From: jhbrown@ai.mit.edu (Jeremy H. Brown)
To: all-ai@ai.mit.edu
Subject: GSB: Tonight, 5:30pm, 7th floor playroom!
Date: 25 Feb 2000 15:15:43 -0500

For your information, here are the REAL updates for the construction work around us:

1) From now to 4/1/00, plumbing systems will be highly unreliable; expect several days without running water and the occasional sewage backup. As part of the plumbing-ruination effort, heavy construction equipment will tear up large sections of road without warning. Odds are good that you'll also be losing power (without warning) several times in the next few months.

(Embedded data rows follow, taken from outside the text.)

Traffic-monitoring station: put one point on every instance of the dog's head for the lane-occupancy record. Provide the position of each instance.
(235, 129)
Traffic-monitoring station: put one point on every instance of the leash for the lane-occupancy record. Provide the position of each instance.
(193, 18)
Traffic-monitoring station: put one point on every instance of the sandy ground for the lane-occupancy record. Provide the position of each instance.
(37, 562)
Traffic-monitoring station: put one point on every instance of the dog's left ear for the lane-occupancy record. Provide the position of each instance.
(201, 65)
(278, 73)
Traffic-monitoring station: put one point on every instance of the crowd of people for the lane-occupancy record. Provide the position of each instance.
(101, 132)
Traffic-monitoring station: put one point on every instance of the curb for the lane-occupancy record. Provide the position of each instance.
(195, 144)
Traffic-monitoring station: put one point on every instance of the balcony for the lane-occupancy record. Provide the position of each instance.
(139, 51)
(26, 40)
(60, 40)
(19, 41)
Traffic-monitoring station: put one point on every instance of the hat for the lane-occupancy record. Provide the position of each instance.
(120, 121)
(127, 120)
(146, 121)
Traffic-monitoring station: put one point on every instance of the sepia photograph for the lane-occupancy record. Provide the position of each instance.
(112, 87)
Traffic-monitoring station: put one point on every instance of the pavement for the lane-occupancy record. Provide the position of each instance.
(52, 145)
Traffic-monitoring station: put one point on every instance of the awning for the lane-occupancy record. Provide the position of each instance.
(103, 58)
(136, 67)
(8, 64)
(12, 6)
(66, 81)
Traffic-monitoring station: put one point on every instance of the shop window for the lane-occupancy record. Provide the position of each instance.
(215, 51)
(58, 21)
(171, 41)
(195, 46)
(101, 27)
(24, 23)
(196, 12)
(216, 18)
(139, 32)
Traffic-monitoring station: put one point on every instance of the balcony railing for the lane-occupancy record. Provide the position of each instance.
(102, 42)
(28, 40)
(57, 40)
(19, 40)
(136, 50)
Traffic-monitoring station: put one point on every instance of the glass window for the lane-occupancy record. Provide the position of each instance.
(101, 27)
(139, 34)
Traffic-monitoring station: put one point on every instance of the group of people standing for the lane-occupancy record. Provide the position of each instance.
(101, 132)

2) Additionally, for the next two months, an extra-large "thumper" will be installed in the crumbling remnants of the courtyard in an attempt to summon a giant sandworm[*]. It will start thumping when you get to work; it will stop when you leave. If you come back late, it will start again. If you try to yell at the construction workers, you will be thumped.

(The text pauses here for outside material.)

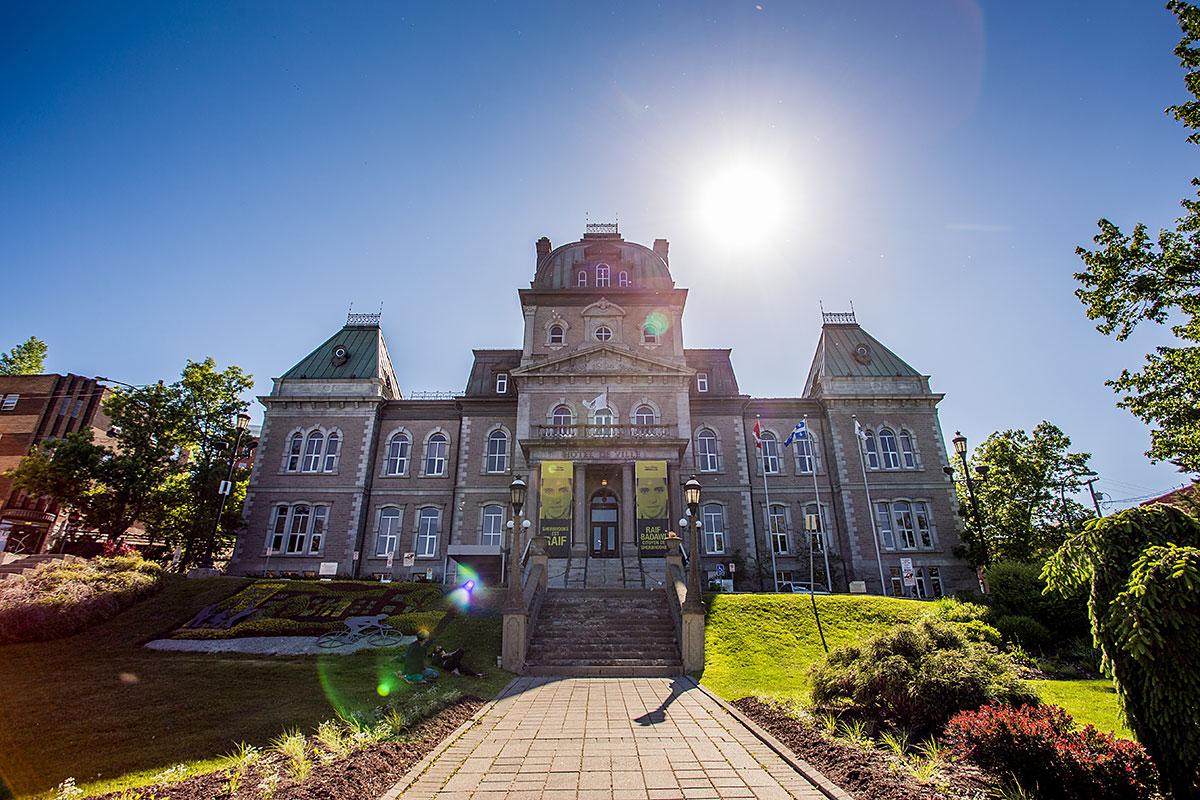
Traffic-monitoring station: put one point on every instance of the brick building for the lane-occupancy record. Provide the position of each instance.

3) To prevent loss-of-life lawsuits, we will be operating under Earthquake safety-code conditions. In particular, you will be required to bolt all furniture to the floor, and no books may be stored on shelves higher than 3' off the floor. Failure to comply by 8am Monday will be grounds for eviction. You will not be allowed in the building over the weekend.

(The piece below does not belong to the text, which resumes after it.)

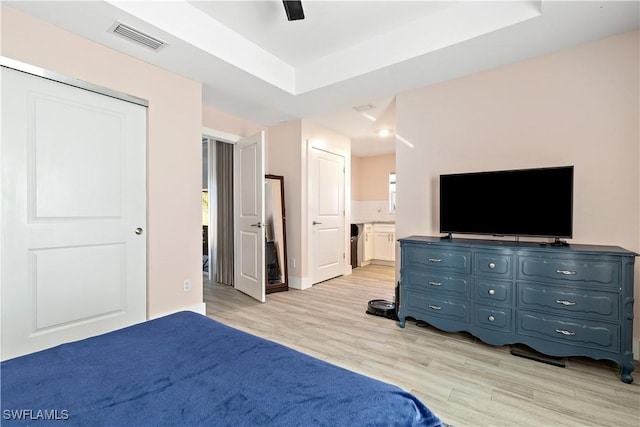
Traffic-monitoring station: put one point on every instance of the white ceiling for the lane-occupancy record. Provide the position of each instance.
(255, 64)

4) Your parking space is marked for demolition. Your car may be towed, or it may just be demolished. You will be issued a new parking space in Pango Pango.

5) Internet and biotech startups will be sponsoring a construction frenzy; buildings will be sprouting up like weeds. By the time the buildings are built, however, most of the companies will be bankrupt. Tribes of local high school students will roam the empty halls playing paintball and skin-the-cat. Please be understanding if they confuse certain floors of NE43 with the empty halls of the new buildings.

6) NE43 is full of academics who are paying far less than a bunch of whiz-bang startups would for the same space. Frankly, the building management hates you. If you have a complaint about the noise, dust, destruction of your property, sanity, and/or thesis, you should write it in Braille on a sheet of pure gold and then flush it down the toilet. (Try not to clog the pipes.)

7) Since you can't get any work done for the next two years anyhow, you might as well start honing your social skills at tonight's...

****************** G I R L S C O U T B E N E F I T ****************** ****************** 5:30pm 7AI Playroom ******************

[*] If you haven't read Dune, you have no idea what I'm raving about.